MORE HONORABLE
I like to figure things out. I like to analyze situations in order to find the why behind the what. The question is - is that always possible and does it always honor God? The Lord recently used a situation in my life to teach me the answer to that question. Something I had convinced myself was true turned out not to be and I was left with the same denied desire and the same nagging question, but now intensified - What's going on God? Why? What am I going to do? It seemed there were only two options - descend into melancholy self-pity and indulge in a good cry or try to analyze the situation and figure out what God was doing. As I stood there wondering what to do another option was presented to me by that still, small Voice. Faith. I suddenly pictured Mary and remembered her response to the angel Gabriel's pronouncement - "Behold, the bondslave of the Lord; be it done to me according to your word." It is more honorable to accept the will of the Lord with utmost faith and trust than to figure it out.
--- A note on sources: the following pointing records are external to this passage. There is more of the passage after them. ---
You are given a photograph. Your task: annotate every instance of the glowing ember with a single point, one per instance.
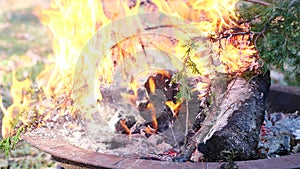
(74, 23)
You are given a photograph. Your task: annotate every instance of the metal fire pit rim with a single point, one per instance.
(66, 153)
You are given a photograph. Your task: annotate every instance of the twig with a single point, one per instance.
(259, 2)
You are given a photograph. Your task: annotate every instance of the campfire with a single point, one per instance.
(165, 80)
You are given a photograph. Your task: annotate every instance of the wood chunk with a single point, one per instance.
(237, 120)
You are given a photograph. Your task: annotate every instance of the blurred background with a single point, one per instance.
(25, 45)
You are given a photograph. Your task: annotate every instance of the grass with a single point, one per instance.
(24, 46)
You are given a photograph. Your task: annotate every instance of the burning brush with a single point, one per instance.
(146, 67)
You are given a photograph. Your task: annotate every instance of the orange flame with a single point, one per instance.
(73, 23)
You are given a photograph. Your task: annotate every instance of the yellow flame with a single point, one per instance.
(73, 23)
Since that day, only a couple weeks ago, I've been thinking more about people in the Bible who exemplified the faith of Mary and, on the contrary, people who tried to figure things out. The first place I went was the book of Job. Job started out with courageous faith - "The Lord gave and the Lord has taken away. Blessed be the name of the Lord," and was praised for it. But his friends were the ones trying to analyze the situation. They were not praised (see Job 42). Then I thought of Abraham and the others who are praised for their faith in Hebrews 11. Abraham offered up Isaac without trying to figure out why. Joseph didn't try to figure out what God was doing when he was sold into slavery in Egypt. He trusted God. Joshua and the Israelites marched around Jericho as God had instructed without trying to analyze the situation first. There are many others. Reflecting on these examples makes me ashamed for my lack of faith. The truth is that I'd rather figure everything out and have everything neatly categorized than simply trust and believe. This is a good lesson and one that I need to continue studying because at the heart of this lesson are some similar questions - "Do I really believe in the unconditional love and acceptance of God? Do I really trust Him? Do I trust Him enough to surrender control and my supposed right to know what He's doing?"
3 comments:
What's going on God? Why? What am I going to do?
When those thoughts plague me, I go to Deut 29:29
*The secret things belong to the Lord our God; but the things that are revealed belong to us and to our children for ever, that we may do all the words of this law (way of life.)*
Hope you're feeling a bit better these days.....
Dana in Canton
Wow, Dana, that's a wonderful scripture! Thank you, as always, Meredith, for your thoughts...they always give me ideas to ponder.
Blessings,
Karen
Dana, I'm feeling fine these days. Thanks for your comments.
Karen, I'm glad to know you're pondering the same things. Cute picture by your comment, by the way.